For some, the reaction to Bad Bunny is a microcosm of a much larger problem. The backlash from Trump’s America is overt and often vitriolic, but the assimilationist narrative from supposed allies can be just as insidious. Isabella Risa, a young Puerto Rican activist, told The Latino Newsletter, “The framing of him being part of the U.S. as some cover as to why we shouldn’t receive this hate is not only American exceptionalism at play… but it also neglects the entire point of the newest album. That we are a colony, and aren’t part of the U.S. but occupied by it.”

These tensions are hardly new. As The Press Democrat letter writer Tony White observed, the United States’ Gilded Age was marked by xenophobia, nativism, racism, and the use of military force to protect American interests abroad. “It’s déjà vu all over again: Corruption reigns, oligarchs rule, tariffs jumped prices, troops occupy cities, justice is denied, friendly neighbors are threatened, gunboats are sent to the Caribbean,” White wrote. The echoes of the past are unmistakable in today’s debates over Puerto Rico’s place in the American story.

For Puerto Ricans, the struggle is not just about legal status or political labels, but about dignity and recognition. As the iconic poem “Puerto Rican Obituary” by Pedro Pietri reminds us, generations have worked, endured, and contributed—“They worked / They were always on time / They were never late / They never spoke back when they were insulted.” Now, with Bad Bunny’s defiant performance on the horizon, many see an opportunity to reclaim their voice and challenge the stereotypes that have long defined them.

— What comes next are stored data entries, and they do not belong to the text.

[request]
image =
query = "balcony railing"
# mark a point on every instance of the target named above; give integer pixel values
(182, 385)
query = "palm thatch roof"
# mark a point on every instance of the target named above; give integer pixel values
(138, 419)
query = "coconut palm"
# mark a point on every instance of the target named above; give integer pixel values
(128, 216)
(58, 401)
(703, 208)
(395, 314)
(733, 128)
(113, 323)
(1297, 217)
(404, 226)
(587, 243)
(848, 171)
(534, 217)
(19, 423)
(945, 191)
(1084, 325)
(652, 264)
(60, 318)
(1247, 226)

As the world watches the 2026 Super Bowl halftime show, the spotlight will not just be on the music, but on the unresolved questions of identity, belonging, and justice that have shaped Puerto Rico’s relationship with the United States for over a century. For many Boricuas, this is more than a performance—it’s a declaration that their story, culture, and language deserve to be heard, not just tolerated.